Pero es un error decir que el alma no encuentra paz en la confesión auricular; en muchos casos, es encontrada paz. Y si el lector desea aprender algo de esa paz, que vaya al cementerio, abra las tumbas, y dé una mirada adentro de los sepulcros. ¡Qué horrendo silencio! ¡Qué profunda quietud! ¡Qué terrible y aterradora paz! Usted ni siquiera oye el movimiento de los gusanos que se arrastran adentro, y de los gusanos que se arrastran afuera, cuando festejan sobre el esqueleto inanimado. ¡Tal es la paz del confesionario! El alma, la inteligencia, el honor, el autorespeto, la conciencia, son, allí, sacrificados. ¡Allí ellos deben morir! Sí, el confesionario es la verdadera tumba de la conciencia humana, un sepulcro de la honestidad, la dignidad, y la libertad humanas; el cementerio del alma humana! Por su causa, el hombre, a quien Dios ha hecho a su propia imagen, es convertido en la semejanza de la bestia que perece; la mujer, creada por Dios para ser la gloria y la compañera del hombre, es transformada en la vil y temblorosa esclava del sacerdote.
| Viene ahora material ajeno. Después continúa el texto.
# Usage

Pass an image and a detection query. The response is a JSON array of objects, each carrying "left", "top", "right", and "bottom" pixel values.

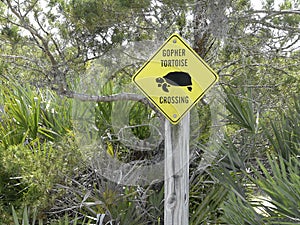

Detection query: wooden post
[{"left": 164, "top": 112, "right": 190, "bottom": 225}]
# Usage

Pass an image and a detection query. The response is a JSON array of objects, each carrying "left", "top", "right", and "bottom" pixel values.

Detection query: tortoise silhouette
[{"left": 156, "top": 71, "right": 192, "bottom": 92}]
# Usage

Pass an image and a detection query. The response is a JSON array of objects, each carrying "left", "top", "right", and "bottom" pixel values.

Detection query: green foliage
[
  {"left": 265, "top": 96, "right": 300, "bottom": 161},
  {"left": 224, "top": 88, "right": 258, "bottom": 133},
  {"left": 0, "top": 81, "right": 72, "bottom": 147},
  {"left": 12, "top": 206, "right": 91, "bottom": 225},
  {"left": 252, "top": 155, "right": 300, "bottom": 224},
  {"left": 0, "top": 82, "right": 81, "bottom": 223}
]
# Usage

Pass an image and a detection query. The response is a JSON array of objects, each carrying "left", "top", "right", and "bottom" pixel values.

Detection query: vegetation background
[{"left": 0, "top": 0, "right": 300, "bottom": 225}]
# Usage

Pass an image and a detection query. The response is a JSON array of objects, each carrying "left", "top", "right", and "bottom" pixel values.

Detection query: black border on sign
[{"left": 132, "top": 34, "right": 219, "bottom": 124}]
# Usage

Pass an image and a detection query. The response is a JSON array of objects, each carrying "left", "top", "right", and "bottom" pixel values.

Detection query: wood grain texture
[{"left": 164, "top": 113, "right": 190, "bottom": 225}]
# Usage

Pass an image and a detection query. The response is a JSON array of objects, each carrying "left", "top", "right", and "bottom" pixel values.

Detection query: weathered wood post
[
  {"left": 164, "top": 112, "right": 190, "bottom": 225},
  {"left": 132, "top": 34, "right": 218, "bottom": 225}
]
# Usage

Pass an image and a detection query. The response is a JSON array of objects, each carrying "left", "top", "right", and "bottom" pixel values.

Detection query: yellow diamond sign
[{"left": 133, "top": 34, "right": 218, "bottom": 124}]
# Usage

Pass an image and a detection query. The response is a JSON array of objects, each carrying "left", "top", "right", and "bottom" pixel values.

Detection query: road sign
[{"left": 133, "top": 34, "right": 218, "bottom": 124}]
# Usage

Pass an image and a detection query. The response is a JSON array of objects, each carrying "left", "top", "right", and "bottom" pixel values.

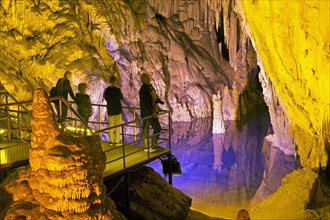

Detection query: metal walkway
[{"left": 0, "top": 92, "right": 172, "bottom": 184}]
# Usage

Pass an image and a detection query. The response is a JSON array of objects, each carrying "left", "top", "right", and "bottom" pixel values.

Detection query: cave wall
[
  {"left": 0, "top": 0, "right": 329, "bottom": 167},
  {"left": 0, "top": 0, "right": 262, "bottom": 124},
  {"left": 240, "top": 0, "right": 330, "bottom": 168}
]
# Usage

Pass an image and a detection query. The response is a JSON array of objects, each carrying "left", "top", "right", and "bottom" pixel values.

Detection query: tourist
[
  {"left": 103, "top": 76, "right": 123, "bottom": 145},
  {"left": 139, "top": 73, "right": 164, "bottom": 152}
]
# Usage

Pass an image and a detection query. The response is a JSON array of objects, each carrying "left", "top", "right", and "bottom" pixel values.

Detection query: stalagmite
[
  {"left": 0, "top": 89, "right": 112, "bottom": 219},
  {"left": 212, "top": 91, "right": 225, "bottom": 134}
]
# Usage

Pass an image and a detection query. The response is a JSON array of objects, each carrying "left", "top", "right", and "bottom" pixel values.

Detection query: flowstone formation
[{"left": 0, "top": 90, "right": 120, "bottom": 219}]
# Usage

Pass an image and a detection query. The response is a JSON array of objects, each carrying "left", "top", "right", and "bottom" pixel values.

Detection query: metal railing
[{"left": 0, "top": 92, "right": 171, "bottom": 172}]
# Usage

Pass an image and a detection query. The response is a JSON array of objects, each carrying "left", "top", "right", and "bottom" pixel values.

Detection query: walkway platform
[
  {"left": 0, "top": 141, "right": 170, "bottom": 180},
  {"left": 102, "top": 142, "right": 171, "bottom": 179}
]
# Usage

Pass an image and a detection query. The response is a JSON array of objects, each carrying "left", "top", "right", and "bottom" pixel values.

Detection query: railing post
[
  {"left": 97, "top": 106, "right": 102, "bottom": 130},
  {"left": 121, "top": 125, "right": 126, "bottom": 168},
  {"left": 133, "top": 109, "right": 136, "bottom": 143},
  {"left": 6, "top": 94, "right": 11, "bottom": 141}
]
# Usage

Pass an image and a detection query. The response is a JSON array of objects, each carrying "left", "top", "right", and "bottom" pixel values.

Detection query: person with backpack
[
  {"left": 103, "top": 76, "right": 123, "bottom": 145},
  {"left": 55, "top": 71, "right": 76, "bottom": 122},
  {"left": 75, "top": 83, "right": 92, "bottom": 133},
  {"left": 139, "top": 72, "right": 164, "bottom": 152}
]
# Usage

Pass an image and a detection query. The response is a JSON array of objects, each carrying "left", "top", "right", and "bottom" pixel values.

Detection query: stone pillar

En el confesionario, el hombre y la mujer alcanzan el más alto grado de perfección papista; ellos llegan a ser como palos secos, como ramas muertas, como silenciosos cadáveres en las manos de sus confesores. Sus espíritus son destruidos, sus conciencias son hechas tiesas, sus almas son arruinadas.

Este es el supremo y perfecto resultado alcanzado, en sus más elevadas victorias, por la Iglesia de Roma.

Verdaderamente, hay paz para ser encontrada en la confesión auricular—¡sí, pero es la paz de la tumba!